Seventeen years and more than $2.5 million in fundraising later, Biggio is synonymous with the Sunshine Kids. In 1997, he was given the Branch Rickey Award for community service. Last year, Biggio won the Hutch Award, given annually by the Fred Hutchinson Cancer Research Center in Seattle, presented to the major league player who “best exemplifies Hutch’s fighting spirit and competitive desire.” As the magazine goes to press, Biggio is among the finalists for major league baseball’s Roberto Clemente Award, its highest honor for community service.

“You need to treat people how you want to be treated yourself,” Biggio said in encapsulating his philosophy of giving. “I enjoy giving back.”

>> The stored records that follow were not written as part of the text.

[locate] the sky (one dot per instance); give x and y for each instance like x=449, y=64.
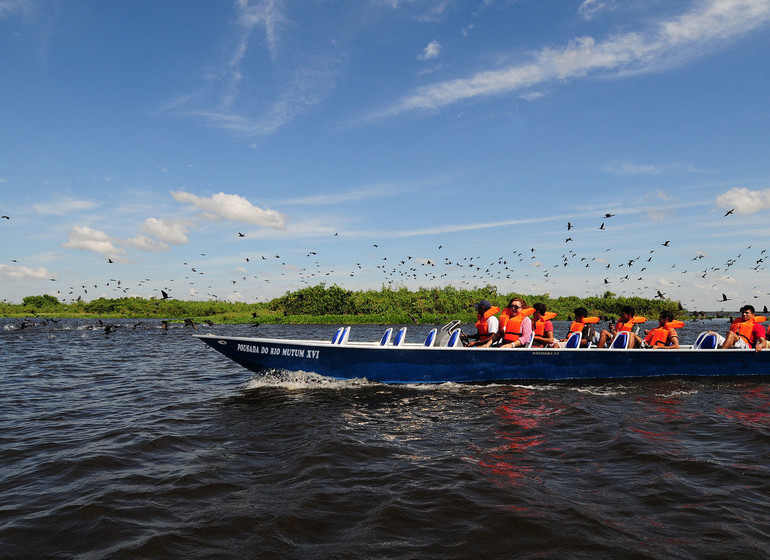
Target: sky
x=240, y=150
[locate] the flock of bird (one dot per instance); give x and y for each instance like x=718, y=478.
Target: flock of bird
x=522, y=271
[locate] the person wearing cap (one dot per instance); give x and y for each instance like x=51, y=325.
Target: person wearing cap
x=515, y=326
x=487, y=323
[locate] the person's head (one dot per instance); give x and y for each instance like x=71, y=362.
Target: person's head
x=516, y=304
x=665, y=317
x=747, y=312
x=483, y=306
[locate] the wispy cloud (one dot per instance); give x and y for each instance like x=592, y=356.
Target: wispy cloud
x=62, y=206
x=668, y=43
x=284, y=91
x=745, y=201
x=11, y=272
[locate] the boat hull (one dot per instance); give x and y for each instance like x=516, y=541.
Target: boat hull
x=418, y=364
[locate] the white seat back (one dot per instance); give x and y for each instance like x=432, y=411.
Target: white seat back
x=454, y=339
x=620, y=342
x=386, y=336
x=400, y=336
x=431, y=338
x=573, y=341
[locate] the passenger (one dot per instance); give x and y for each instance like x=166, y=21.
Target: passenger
x=626, y=323
x=582, y=324
x=515, y=325
x=664, y=336
x=745, y=331
x=542, y=328
x=487, y=324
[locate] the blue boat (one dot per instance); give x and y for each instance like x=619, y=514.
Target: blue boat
x=442, y=359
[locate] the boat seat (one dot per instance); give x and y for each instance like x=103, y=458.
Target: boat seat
x=573, y=341
x=454, y=339
x=442, y=337
x=620, y=342
x=431, y=338
x=400, y=336
x=386, y=336
x=531, y=340
x=338, y=335
x=343, y=338
x=706, y=341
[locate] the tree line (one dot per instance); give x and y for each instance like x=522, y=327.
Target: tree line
x=332, y=304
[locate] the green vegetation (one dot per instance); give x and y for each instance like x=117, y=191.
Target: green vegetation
x=332, y=305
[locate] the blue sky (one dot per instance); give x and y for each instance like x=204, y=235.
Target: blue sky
x=240, y=150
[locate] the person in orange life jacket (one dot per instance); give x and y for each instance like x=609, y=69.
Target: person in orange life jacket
x=515, y=325
x=745, y=332
x=665, y=335
x=582, y=324
x=626, y=323
x=487, y=324
x=542, y=327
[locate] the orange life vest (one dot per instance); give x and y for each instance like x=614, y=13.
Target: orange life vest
x=577, y=326
x=745, y=330
x=481, y=321
x=512, y=330
x=506, y=315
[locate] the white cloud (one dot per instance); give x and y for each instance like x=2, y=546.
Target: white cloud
x=23, y=272
x=589, y=8
x=173, y=231
x=670, y=42
x=232, y=207
x=745, y=201
x=87, y=239
x=433, y=50
x=144, y=243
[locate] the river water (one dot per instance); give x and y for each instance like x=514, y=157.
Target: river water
x=144, y=443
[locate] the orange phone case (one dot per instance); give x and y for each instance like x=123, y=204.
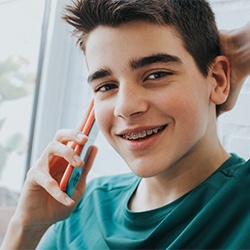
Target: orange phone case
x=86, y=127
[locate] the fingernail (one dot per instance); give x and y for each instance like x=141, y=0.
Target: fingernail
x=77, y=159
x=68, y=200
x=80, y=136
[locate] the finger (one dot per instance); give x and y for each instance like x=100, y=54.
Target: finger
x=69, y=135
x=81, y=185
x=43, y=179
x=57, y=149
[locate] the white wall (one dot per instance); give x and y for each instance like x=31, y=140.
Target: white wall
x=65, y=93
x=234, y=126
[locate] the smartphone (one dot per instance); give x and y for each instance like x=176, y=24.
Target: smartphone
x=72, y=174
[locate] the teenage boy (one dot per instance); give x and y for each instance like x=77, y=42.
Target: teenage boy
x=159, y=80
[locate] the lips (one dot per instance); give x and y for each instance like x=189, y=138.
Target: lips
x=142, y=134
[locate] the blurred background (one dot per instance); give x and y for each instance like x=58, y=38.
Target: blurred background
x=43, y=88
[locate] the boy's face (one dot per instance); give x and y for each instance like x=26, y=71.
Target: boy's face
x=151, y=101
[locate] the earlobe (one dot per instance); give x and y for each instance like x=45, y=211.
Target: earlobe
x=220, y=74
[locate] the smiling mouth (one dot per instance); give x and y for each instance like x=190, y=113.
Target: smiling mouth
x=143, y=133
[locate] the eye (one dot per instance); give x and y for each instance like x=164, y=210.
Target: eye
x=106, y=87
x=157, y=75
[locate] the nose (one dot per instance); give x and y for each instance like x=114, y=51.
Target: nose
x=131, y=101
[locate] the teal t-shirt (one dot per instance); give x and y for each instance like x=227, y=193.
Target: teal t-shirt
x=214, y=215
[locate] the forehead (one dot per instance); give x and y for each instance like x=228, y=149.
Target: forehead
x=115, y=45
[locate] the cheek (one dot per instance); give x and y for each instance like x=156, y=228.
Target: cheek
x=103, y=117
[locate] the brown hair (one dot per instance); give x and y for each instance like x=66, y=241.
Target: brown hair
x=192, y=19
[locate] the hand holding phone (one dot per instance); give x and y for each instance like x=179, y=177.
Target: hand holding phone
x=72, y=174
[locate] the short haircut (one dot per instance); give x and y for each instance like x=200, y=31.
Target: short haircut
x=192, y=19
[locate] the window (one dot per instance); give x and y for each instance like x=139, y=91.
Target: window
x=21, y=29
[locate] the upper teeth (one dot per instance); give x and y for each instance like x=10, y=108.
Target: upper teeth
x=141, y=134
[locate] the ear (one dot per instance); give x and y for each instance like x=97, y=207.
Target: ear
x=220, y=76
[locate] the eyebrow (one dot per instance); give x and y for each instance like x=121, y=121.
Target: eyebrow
x=155, y=58
x=138, y=63
x=99, y=74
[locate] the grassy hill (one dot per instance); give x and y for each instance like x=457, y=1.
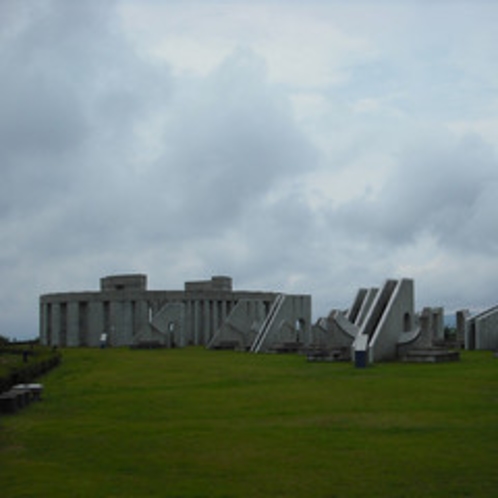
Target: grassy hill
x=195, y=423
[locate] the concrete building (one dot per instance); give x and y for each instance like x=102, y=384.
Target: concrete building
x=481, y=330
x=381, y=325
x=206, y=312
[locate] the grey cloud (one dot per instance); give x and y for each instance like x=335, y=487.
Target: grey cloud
x=439, y=187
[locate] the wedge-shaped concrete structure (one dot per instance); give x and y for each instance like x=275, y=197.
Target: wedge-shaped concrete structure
x=380, y=325
x=481, y=330
x=390, y=315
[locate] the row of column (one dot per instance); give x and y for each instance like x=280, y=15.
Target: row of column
x=82, y=323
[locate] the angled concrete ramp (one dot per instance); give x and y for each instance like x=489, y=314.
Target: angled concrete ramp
x=241, y=326
x=288, y=321
x=165, y=327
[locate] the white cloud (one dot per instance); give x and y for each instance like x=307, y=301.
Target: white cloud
x=306, y=148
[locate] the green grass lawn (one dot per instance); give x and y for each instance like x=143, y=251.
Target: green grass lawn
x=196, y=423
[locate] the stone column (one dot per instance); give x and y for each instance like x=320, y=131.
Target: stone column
x=73, y=324
x=96, y=326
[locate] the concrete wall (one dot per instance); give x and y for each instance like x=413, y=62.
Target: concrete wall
x=128, y=313
x=397, y=318
x=482, y=331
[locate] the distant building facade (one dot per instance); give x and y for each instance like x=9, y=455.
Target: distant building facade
x=125, y=313
x=481, y=330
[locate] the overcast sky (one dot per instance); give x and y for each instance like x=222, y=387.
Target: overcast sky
x=306, y=147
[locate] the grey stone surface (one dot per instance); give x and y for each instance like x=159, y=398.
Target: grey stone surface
x=204, y=312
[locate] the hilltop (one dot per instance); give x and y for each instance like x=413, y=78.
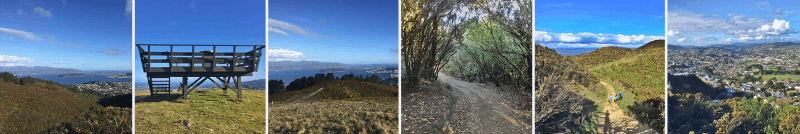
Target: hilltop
x=207, y=112
x=34, y=105
x=37, y=70
x=335, y=106
x=637, y=73
x=547, y=60
x=290, y=65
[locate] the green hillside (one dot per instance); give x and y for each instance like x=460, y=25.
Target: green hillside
x=642, y=73
x=32, y=105
x=335, y=106
x=207, y=112
x=550, y=63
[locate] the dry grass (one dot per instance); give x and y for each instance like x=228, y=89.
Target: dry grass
x=362, y=116
x=208, y=112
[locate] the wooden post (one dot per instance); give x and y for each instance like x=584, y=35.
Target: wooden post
x=185, y=87
x=239, y=87
x=191, y=67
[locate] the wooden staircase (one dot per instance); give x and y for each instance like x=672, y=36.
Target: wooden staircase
x=159, y=84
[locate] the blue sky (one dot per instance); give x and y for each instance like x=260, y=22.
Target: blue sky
x=201, y=22
x=351, y=32
x=593, y=24
x=86, y=35
x=700, y=23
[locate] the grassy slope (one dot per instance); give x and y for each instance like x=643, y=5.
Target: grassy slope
x=344, y=106
x=642, y=75
x=208, y=111
x=37, y=107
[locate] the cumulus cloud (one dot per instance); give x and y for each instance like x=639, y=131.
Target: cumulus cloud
x=277, y=54
x=778, y=11
x=111, y=50
x=52, y=40
x=766, y=31
x=21, y=34
x=740, y=27
x=681, y=39
x=592, y=40
x=8, y=60
x=42, y=12
x=279, y=27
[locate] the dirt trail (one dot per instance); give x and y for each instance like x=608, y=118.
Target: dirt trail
x=481, y=110
x=614, y=120
x=304, y=97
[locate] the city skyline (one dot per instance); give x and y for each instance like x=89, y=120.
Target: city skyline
x=81, y=35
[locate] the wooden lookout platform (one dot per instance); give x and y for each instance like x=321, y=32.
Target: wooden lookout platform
x=202, y=61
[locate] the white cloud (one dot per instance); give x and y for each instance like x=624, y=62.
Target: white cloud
x=22, y=34
x=111, y=50
x=8, y=60
x=275, y=30
x=193, y=6
x=278, y=27
x=128, y=7
x=778, y=11
x=52, y=40
x=740, y=27
x=766, y=31
x=592, y=39
x=277, y=54
x=42, y=12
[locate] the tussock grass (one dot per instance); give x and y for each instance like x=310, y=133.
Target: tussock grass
x=207, y=112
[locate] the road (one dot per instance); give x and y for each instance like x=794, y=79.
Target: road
x=480, y=109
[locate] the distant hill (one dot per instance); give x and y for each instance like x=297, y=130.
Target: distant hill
x=653, y=44
x=289, y=65
x=602, y=55
x=340, y=90
x=17, y=70
x=31, y=105
x=259, y=84
x=547, y=60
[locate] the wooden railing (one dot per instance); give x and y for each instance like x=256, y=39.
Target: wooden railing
x=242, y=61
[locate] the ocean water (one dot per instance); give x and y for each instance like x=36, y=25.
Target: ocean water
x=289, y=75
x=75, y=80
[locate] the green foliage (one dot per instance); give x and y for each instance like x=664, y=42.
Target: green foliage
x=36, y=105
x=550, y=63
x=643, y=75
x=488, y=54
x=98, y=120
x=341, y=90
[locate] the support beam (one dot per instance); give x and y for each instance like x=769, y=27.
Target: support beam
x=239, y=87
x=184, y=86
x=215, y=82
x=198, y=85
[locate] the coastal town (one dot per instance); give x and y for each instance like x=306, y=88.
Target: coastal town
x=117, y=75
x=768, y=71
x=107, y=88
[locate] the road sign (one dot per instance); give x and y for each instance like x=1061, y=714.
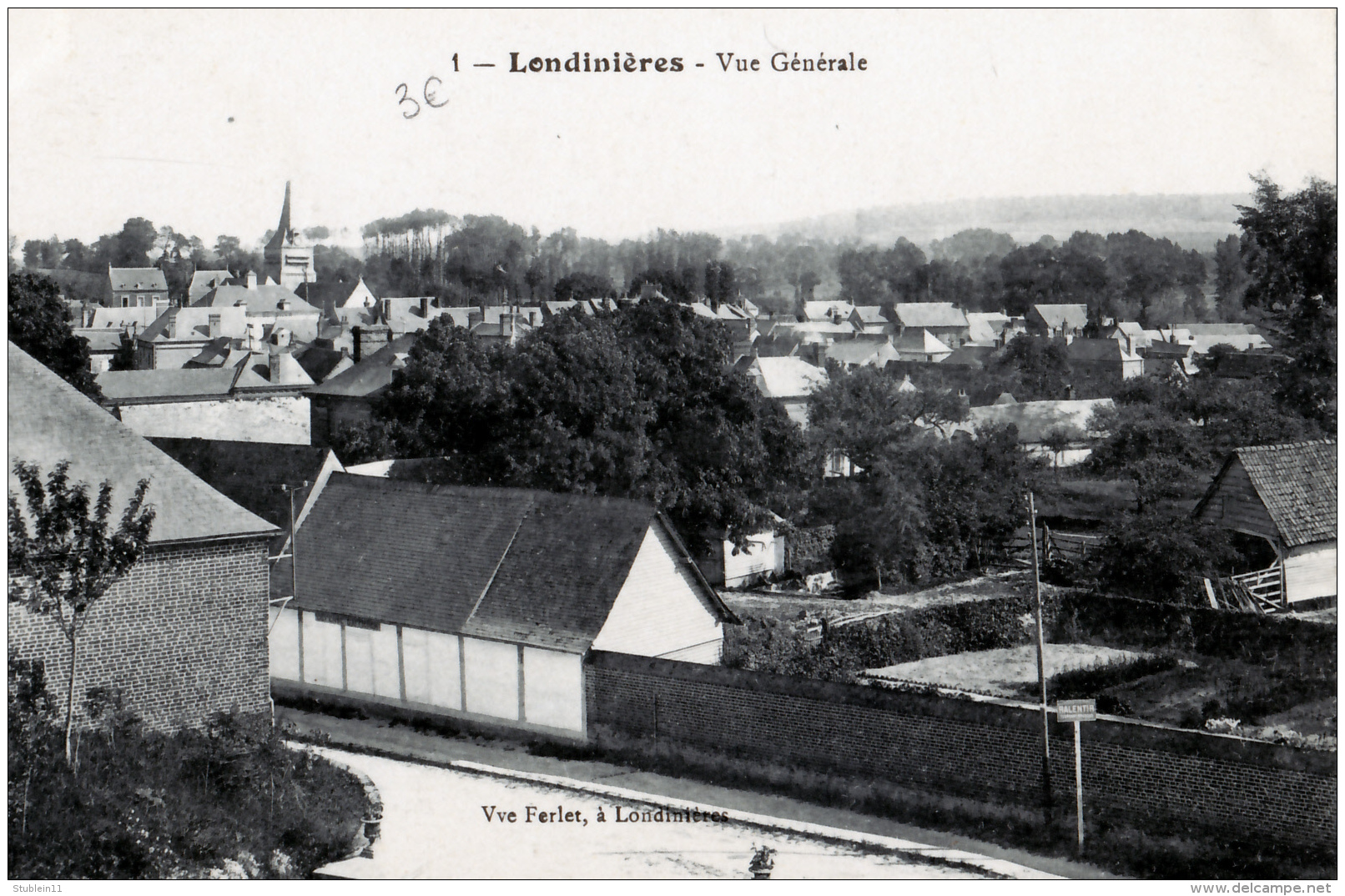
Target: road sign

Even in smaller ways, Biggio has always given of himself. Jim Duffy, currently an assistant baseball coach at Seton Hall, was drafted by the Houston organization after his college career ended in 1996. He introduced himself to Biggio in spring training the next year as a fellow former Pirate. The next few days, things started showing up in Duffy’s locker, like extra baseball bats and batting gloves. The clubhouse attendant told Duffy they’d come from Biggio.

“That’s just the kind of guy he is,” Duffy said. “There are hundreds of stories like that.”